Psychosis is a mental illness that changes information processing in the brain. Various factors, including infections, genetics, stress, injury, traumatic events, alcohol and drug abuse, and problems with mental health (such as schizophrenia), may cause psychosis. Some of the determinants for psychosis include lower-quality social ties, low income, unequal access to power, education, and wealth, unfavorable housing, education, and work policies, poor job environment conditions; stress at work, poor housing, and suffering from feelings of worthlessness, poor self-esteem, worry, rage, or loneliness may all induce psychosis. Neglect, inability to connect with people, severe childhood psychological trauma, including physical, emotional, or sexual abuse, and a significant early loss, including the death of a parent, may likewise cause psychosis. Drawing from the equity health assessment, it is evident that prevention of psychosis onset, emphasizing teens and young adults, is a significant public health concern. However, the public health sector and government should address several underlying and pertinent concerns for the program to be effective. These include unfavorable governmental policies, including housing, education, and work policies which further bring about significant economic and social disparities. Otherwise, the efforts to prevent psychosis onset through the use of community programs are futile.
Significance
This SAMHSA award program aims to identify kids and young adults under the age of twenty-five who are at high risk for psychosis and deliver evidence-based therapies to prevent psychosis or reduce the degree of psychotic disease. This treatment intends to: enhance behavioral and symptomatic functioning; reintroduce age-appropriate educational, social, and occupational activities to kids and young adults to prevent or delay the development of psychosis; and for those who acquire psychotic signs, reduce the duration of unmanaged psychosis.
Milestone Two
Strategic Action Plan
The proposed program's vision is to empower young individuals at risk of developing psychosis by educating, supporting, equipping, and providing services. The proposed program's mission is to enhance the livelihoods of young people at psychosis risk by developing, executing, and building a comprehensive centralized system to raise psychosis awareness, increase individualism, and boost their access to treatment and services.

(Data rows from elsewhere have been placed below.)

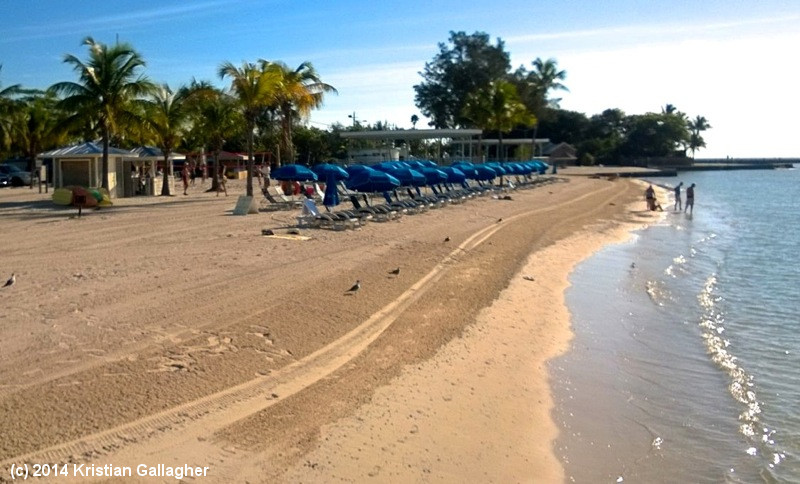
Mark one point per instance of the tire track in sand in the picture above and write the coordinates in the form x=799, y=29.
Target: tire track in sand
x=205, y=415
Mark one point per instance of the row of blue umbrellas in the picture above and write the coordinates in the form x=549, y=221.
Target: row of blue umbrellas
x=388, y=175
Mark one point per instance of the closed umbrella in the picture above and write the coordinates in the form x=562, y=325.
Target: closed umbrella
x=293, y=173
x=372, y=181
x=331, y=198
x=454, y=175
x=482, y=173
x=407, y=176
x=323, y=170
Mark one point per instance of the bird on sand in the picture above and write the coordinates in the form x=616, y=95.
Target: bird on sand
x=355, y=288
x=11, y=280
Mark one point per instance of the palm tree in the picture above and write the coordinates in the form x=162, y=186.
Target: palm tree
x=215, y=118
x=300, y=90
x=37, y=126
x=108, y=88
x=166, y=123
x=697, y=125
x=256, y=89
x=7, y=109
x=498, y=107
x=535, y=88
x=546, y=78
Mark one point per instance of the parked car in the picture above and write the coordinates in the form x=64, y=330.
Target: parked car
x=18, y=177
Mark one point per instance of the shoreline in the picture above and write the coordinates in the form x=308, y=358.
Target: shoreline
x=510, y=434
x=130, y=322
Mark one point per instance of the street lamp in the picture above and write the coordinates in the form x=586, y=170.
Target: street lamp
x=356, y=121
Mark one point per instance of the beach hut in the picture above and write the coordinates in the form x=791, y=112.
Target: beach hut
x=82, y=165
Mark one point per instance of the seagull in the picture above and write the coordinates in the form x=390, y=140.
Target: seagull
x=11, y=280
x=355, y=288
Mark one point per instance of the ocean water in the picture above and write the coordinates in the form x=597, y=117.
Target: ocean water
x=685, y=366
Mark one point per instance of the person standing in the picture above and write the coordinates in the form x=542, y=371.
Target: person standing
x=678, y=205
x=185, y=177
x=689, y=199
x=222, y=179
x=650, y=198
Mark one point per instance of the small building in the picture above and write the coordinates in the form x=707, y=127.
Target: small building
x=82, y=165
x=561, y=154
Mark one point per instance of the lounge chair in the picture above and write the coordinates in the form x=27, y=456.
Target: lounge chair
x=312, y=217
x=275, y=199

The proposed program's objectives and strategies involve the following:
● Objective 1: Create instructional programs, rehabilitate, and connect with at least twenty percent of young people in the United States who are already displaying indications of psychosis by this year October.
○ Strategy 1. A: Create a community instruction plan, which entails designating the region to be serviced, assessing possible and anticipated
difficulties, creating staff tasks and leadership, and choosing constituents and organizations to be engaged and educated.
○ Strategy 1. B: Establishing a project steering group to assist the target group's relevant public and professional institutions in becoming fully cognizant and engaged with one another
● Objective 2: Identify and train at least two-hundred community groups in the United States that can recognize young persons who are showing early psychosis symptoms by this year in June.
○ Strategy 2. A: Developing a lengthy-term outreach and education and outreach initiative.
○ Strategy 2. B: Map out groups to be engaged and informed, which encompass young people aged twelve to twenty-five, and a network made up of educators, care providers, loved ones, mental health specialists, multi-cultural associations, and local organizations.
● Objective 3: Educate populations around the United States, notably school workers, psychiatrists, and general practitioners who are may come in contact with young people in the early psychosis stages before December.
○ Strategy 3. A: Developing educational materials for the organizations chosen and training community personnel to assist people experiencing onset to comprehend their symptoms and get treatment options.
○ Strategy 3. B: Preliminary and follow-up evaluations of community outreach seek to identify accomplishments, remaining issues, and the validity of outreach initiatives to model criteria for community implementation.